My public GPT “ForexGPT: Forex Rates - Premium Version”, which from day one has always solely conducted financial market analysis and integrated with my SaaS application ( on Forex-GPT.ai), was flagged for hate/violence—which is clearly a false positive. It contains no political, identity-based, or violent content, and never has.
The ForexGPT GPT solely generates technical forex market analysis using price and chart data, as outlined in its prompt template instructions and integrated actions.
This false-flag happened to me earlier this week when I went to modify the prompt instructions to add that “Backtesting is not offered” after a user complained to me that the GPT hallucinated saying that backtesting was available.
The flag pop-up message said
"Your changes couldn’t be published
Your GPT can’t appear in the Explore GPTs page because it violates our Usage Policies. See below for the specific issue:
GPT Content
May contain content that promotes violence or hatred.
Alternatively you may appeal this decision and we will get back to you as soon as possible. Or you can publish to “Only me” and use this GPT privately."
This flag has disrupted services for our active paying customers, and over 10,000 user conversations. I’ve submitted an appeal 24 hours ago but would appreciate any guidance or expedited help. Thank you in advance!
What the GPT Does
ForexGPT is strictly financial:
It fetches real-time forex, crypto, and commodity prices via API.
Provides chart-based technical analysis using standard indicators (SMAs, Bollinger Bands, Donchian Channels).
Delivers AI-generated analysis with clear disclaimers: not financial advice, forex trading carries risks, use regulated brokers only.
Does not mention people, politics, race, religion, or gender in any capacity.
Business Impact
Our GPT is embedded in a live web application with hundreds of users and paying subscribers.
The false flag has disabled public visibility and may block some use cases depending on scope of moderation.

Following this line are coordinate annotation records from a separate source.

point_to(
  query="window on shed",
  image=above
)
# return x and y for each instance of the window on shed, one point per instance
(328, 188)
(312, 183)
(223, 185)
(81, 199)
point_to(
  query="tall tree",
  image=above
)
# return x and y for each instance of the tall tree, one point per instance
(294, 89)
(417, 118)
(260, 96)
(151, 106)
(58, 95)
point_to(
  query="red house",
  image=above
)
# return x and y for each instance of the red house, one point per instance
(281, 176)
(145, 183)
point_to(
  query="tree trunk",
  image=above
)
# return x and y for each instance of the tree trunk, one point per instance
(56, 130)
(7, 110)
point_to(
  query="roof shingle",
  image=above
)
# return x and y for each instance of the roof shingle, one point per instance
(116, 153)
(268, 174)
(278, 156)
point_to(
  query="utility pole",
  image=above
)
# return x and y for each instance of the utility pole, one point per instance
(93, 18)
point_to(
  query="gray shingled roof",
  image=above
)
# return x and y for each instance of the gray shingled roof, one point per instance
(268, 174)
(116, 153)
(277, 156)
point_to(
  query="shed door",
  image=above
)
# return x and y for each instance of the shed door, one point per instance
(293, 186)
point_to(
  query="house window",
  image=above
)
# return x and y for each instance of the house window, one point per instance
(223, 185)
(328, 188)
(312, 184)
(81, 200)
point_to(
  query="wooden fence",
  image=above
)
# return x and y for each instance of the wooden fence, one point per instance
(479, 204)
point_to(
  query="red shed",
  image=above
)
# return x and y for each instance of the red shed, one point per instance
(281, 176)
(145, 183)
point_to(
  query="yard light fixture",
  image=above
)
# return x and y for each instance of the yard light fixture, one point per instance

We’re concerned this appeal may take weeks or longer, as we’ve only received the boilerplate confirmation so far.
Possible Misfire?
This may have been triggered by:
Phrases like “bullish attack”, “kill a trade”, or other common market slang misinterpreted by moderation filters (we have no evidence of this, but we cannot control how a user could elicit such a response from the model, with the right prompt).
The inclusion of hotkeys, interactive elements, or embedded API behavior being misread as suspicious.
A broad NLP classifier that misunderstood the financial context.
What We Need
Review escalation or feedback from moderators or OpenAI staff who can help route this properly.
Advice from other developers who’ve gone through false flag reversals—how long did it take? Did you receive a manual reply?
Any guidance on best practices to avoid triggering auto-moderation for purely technical GPTs in high-risk categories (e.g., finance).
We’re fully aligned with OpenAI’s usage policies and want to continue being a responsible contributor to the platform. But this false flag is a critical blocker, and I hope this post can open a dialogue to help resolve it faster.
Thanks in advance to the OpenAI team and this great community.